Thank you so much for sharing your book with me and agreeing to do a Q&A for my readers.
Give us a quick summary of The Love We Lost the first book in your Prescribed series!
It’s about these two teenagers who’ve each lost a parent to murder and they end up grieving together but ultimately create this bond that turns to something more. In the end they find themselves in a situation where a family member wants deadly revenge.
The Love We Lost is your first novel. What inspired you to write it?
I started it with my best friend in high school. We both loved to write so we shared this notebook and took turns writing from the different perspectives. I decided to finish the story after college because I couldn’t seem to forget about it.
Your story takes place in Phoenix, Arizona, the same place you live. Has your home contributed to the setting of your story?
Definitely. They always say “write what you know”. It made it easier to write and flesh out the details of the setting and make it more involved.
What is your writing process like? Do you plan everything out in advance or let yourself discover the story as you go along?
When I first started, I was all over the place and that was a headache. Now, I have some sense of planning. I write the scene that sticks out to me the most. The next book idea I have is from a dream I had. I’ll write that dream out and then create the world around it.
The Love We Lost is a self-published novel available on Amazon. What have been the benefits of self-publishing for you?
I love having total control of my sales, marketing and pricing. I also make more than what I would if I traditionally published. People have a stigma that being self-published isn’t credible, but I’ve learned from some great authors who make $10k-20k a month by doing it all themselves and were able to quit their day jobs.
How long did it take you to get this book published, from its initial conception to the release date?
I started it my freshman year in high school and between then and now it started and stopped so many times.

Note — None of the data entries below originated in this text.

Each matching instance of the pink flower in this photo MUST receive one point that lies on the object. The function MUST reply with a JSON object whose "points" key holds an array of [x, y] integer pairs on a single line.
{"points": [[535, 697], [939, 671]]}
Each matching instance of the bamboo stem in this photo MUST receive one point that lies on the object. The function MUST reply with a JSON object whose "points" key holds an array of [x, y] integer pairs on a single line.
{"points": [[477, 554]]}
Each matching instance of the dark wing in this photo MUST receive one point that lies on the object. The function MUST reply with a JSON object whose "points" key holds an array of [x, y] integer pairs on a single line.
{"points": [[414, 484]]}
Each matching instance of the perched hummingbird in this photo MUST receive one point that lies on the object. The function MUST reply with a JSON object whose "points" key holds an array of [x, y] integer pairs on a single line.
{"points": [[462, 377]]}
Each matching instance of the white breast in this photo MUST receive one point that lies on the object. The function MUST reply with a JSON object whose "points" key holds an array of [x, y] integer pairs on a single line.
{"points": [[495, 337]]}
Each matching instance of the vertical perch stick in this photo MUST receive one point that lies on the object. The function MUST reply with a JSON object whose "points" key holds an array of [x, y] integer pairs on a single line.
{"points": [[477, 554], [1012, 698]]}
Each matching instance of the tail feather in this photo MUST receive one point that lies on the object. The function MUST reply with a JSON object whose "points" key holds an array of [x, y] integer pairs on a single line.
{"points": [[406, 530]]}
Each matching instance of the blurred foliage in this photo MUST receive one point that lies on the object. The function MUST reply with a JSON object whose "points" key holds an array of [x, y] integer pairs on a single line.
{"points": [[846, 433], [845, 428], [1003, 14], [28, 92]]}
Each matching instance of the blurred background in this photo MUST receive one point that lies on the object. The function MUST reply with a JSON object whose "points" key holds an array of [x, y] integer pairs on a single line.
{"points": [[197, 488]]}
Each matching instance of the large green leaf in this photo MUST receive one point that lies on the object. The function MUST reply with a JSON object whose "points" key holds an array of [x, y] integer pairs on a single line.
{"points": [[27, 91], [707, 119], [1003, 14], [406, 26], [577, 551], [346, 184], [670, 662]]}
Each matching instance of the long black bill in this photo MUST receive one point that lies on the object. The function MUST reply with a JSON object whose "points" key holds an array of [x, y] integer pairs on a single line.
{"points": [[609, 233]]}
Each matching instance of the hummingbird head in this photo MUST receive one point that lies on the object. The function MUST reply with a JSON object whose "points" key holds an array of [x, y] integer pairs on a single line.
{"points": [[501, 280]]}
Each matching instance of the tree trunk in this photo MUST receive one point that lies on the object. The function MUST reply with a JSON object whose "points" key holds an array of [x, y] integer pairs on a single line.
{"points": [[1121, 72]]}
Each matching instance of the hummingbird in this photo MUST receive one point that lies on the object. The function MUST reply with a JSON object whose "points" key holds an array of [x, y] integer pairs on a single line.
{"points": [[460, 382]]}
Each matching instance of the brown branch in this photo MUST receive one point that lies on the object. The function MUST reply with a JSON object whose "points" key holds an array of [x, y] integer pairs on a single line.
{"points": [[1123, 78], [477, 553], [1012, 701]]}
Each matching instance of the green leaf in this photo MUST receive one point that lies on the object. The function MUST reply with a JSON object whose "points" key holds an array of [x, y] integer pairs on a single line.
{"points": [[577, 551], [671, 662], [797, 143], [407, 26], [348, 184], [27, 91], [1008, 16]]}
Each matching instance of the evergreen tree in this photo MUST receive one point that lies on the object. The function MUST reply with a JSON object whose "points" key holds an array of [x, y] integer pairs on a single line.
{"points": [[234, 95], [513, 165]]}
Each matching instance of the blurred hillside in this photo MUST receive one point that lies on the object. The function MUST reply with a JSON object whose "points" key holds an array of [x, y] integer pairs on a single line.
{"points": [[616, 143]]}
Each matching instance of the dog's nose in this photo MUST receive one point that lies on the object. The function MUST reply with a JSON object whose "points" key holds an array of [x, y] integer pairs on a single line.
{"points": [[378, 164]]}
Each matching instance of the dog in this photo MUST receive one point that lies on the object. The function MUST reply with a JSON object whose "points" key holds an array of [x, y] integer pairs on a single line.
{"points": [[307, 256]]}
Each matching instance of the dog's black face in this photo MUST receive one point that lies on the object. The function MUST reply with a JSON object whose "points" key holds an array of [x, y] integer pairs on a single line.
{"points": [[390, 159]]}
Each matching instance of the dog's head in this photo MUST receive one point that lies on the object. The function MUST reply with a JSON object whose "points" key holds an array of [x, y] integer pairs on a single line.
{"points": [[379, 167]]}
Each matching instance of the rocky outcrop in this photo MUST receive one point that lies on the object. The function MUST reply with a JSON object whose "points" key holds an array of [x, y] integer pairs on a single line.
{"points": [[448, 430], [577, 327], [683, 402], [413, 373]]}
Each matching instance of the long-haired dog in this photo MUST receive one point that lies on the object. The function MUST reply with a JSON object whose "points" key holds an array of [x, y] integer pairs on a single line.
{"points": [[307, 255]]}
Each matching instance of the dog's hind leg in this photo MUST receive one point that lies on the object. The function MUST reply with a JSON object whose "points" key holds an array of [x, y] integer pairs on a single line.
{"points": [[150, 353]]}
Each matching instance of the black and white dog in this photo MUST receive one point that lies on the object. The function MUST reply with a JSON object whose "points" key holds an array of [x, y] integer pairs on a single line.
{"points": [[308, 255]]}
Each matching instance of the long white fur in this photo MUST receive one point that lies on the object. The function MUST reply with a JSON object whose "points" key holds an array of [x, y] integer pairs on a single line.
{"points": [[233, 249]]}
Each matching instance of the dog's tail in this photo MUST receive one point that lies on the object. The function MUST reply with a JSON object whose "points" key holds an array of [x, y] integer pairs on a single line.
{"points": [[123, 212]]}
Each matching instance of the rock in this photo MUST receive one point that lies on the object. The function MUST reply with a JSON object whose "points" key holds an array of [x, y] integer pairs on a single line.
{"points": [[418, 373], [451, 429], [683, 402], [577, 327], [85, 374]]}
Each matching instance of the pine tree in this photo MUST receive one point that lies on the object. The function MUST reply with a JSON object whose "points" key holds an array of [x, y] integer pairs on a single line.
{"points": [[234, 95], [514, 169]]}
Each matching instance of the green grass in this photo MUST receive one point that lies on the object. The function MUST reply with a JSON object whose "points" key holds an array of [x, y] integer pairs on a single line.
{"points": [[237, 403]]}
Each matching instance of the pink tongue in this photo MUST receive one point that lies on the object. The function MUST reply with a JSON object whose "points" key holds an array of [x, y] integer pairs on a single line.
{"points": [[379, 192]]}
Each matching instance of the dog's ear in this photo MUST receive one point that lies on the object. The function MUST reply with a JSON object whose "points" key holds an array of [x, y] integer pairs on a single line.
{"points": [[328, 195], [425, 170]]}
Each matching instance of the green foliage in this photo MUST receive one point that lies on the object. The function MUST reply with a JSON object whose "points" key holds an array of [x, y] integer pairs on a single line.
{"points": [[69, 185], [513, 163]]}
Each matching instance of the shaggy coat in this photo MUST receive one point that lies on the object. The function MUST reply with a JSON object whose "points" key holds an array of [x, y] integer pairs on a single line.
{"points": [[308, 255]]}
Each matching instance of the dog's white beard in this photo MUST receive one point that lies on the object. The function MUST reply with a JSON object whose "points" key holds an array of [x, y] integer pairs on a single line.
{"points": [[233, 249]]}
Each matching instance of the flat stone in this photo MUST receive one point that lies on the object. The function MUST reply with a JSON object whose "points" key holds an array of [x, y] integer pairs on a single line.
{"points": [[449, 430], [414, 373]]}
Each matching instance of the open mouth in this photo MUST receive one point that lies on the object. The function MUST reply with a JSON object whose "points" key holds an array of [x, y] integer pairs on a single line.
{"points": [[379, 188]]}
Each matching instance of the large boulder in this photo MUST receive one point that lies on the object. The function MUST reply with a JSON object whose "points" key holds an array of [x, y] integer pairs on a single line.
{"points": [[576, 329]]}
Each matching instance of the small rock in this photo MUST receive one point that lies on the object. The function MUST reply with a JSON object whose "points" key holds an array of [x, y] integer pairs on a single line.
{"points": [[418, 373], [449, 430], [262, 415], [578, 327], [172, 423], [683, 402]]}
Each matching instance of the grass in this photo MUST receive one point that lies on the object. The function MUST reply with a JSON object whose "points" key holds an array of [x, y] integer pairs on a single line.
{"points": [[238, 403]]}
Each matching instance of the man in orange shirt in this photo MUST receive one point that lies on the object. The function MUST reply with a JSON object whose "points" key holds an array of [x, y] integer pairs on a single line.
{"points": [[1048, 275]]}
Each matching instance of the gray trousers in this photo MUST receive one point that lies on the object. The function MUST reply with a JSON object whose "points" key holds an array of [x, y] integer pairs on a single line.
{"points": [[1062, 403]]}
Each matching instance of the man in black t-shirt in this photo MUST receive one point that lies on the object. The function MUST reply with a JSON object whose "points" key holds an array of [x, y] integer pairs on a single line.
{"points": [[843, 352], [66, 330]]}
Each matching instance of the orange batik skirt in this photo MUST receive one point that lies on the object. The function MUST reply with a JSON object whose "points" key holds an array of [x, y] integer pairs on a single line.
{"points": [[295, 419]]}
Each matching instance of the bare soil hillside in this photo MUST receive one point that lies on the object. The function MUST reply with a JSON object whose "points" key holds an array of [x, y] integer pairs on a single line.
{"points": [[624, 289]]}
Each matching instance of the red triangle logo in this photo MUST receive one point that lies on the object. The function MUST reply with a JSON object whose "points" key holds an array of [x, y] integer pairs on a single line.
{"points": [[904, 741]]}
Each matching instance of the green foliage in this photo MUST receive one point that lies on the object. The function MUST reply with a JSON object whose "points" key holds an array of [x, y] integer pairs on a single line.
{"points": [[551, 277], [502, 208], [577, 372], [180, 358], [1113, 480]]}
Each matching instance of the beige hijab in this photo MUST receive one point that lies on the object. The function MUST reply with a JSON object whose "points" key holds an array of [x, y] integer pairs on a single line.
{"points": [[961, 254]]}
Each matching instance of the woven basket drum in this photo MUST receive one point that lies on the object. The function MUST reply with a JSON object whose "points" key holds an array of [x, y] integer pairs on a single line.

But, that would make it 11 years in the making. I’m so glad it’s out there and it’s not just me and my friend who know about the characters. It’s been a long time coming.
What was the biggest hurdle you had to overcome in completing your book?
I could probably write another book called “what not to do when self publishing your debut novel”. I made the naive blunder by publishing with a vanity publisher and I ended up spending so much money for things I could have done myself, for free. I wasted precious time and money I won’t get back, but I am grateful for it because it’s a lesson I can teach other new authors.
What other books and authors inspire you?
I’ve read everything by Jodi Picoult. She has such a way of storytelling and her research is overwhelmingly accurate. And she never fails to give a twist ending you don’t see coming. Those are my favorite types of endings.
I’m also a sucker for anything Stephen King. I love a well crafted horror story and who does it better than King?
Both of your main characters, Tristan and Danielle, have tragic pasts. How do you feel author’s writing dark backgrounds for their characters enhance their stories?
I think readers like to relate to stories that have the same dark pasts or secrets as the characters do. It helps by giving the readers something to connect with emotionally and it gives the characters more depth and dimension.
Your book alternates perspectives between Tristan and Danielle. Was it a challenge to write in two drastically different voices?
Tristan is very sarcastic and filled with angst while Danielle is blunt and to the point. I found it easy to write because I have those things in my personality. I’ve been in their heads for so long that I would write something and automatically feel off when it wasn’t something they would usually say.
The Love We Lost deals heavily with medical drug abuse by Tristan, which as we’re learning in the news, is a common problem in the US. What do you believe readers can learn about this epidemic from the Prescribed series?
When you read or watch about criminals and the crimes they’ve committed, nine times out of ten, the problem stems from drug use and that causes a downward spiral into other damaging things. It’s actually very depressing. Tristan takes the drugs so he can escape his grief/guilt of his murdered mother. Luckily enough I haven’t lost anyone close to me through death, but from people around me, they’ve said they wished they could just take a pill so they could sleep forever. Yes, prescribed drugs are great and they work, but I want readers to know that it’s also very dangerous if they’re not taken correctly and there are other outlets to let out your grief. Whether through therapy (which Tristan does as well) or taking a walk in the fresh air. You don’t have to lose yourself or your reputation to drugs.
What is the first book that made you cry?
Of Mice and Men by John Steinbeck
What is your writing Kryptonite?
I’m going to put a positive spin on this and say I have a weakness for a dark and twisty teen romance. I love reading/writing about social teen issues and how I used to relate to them.
What advice do you have for aspiring writers looking to publish their first novel?
Keep writing–even if it’s crap and you don’t like what you’ve put down. Just keep going and work through it. It’ll eventually work itself out. Also, writers tend to get a lot of bad reviews and that stops them, but my favorite quote is this: “You can be the ripest, juiciest peach on the tree, but there’s always going to be someone who doesn’t like peaches.” That’s why writing and reading are so subjective and that’s what makes it fun.
What is your favorite book to recommend to others?
One of my favorite books I love to recommend is The Knife of Never Letting Go by Patrick Ness.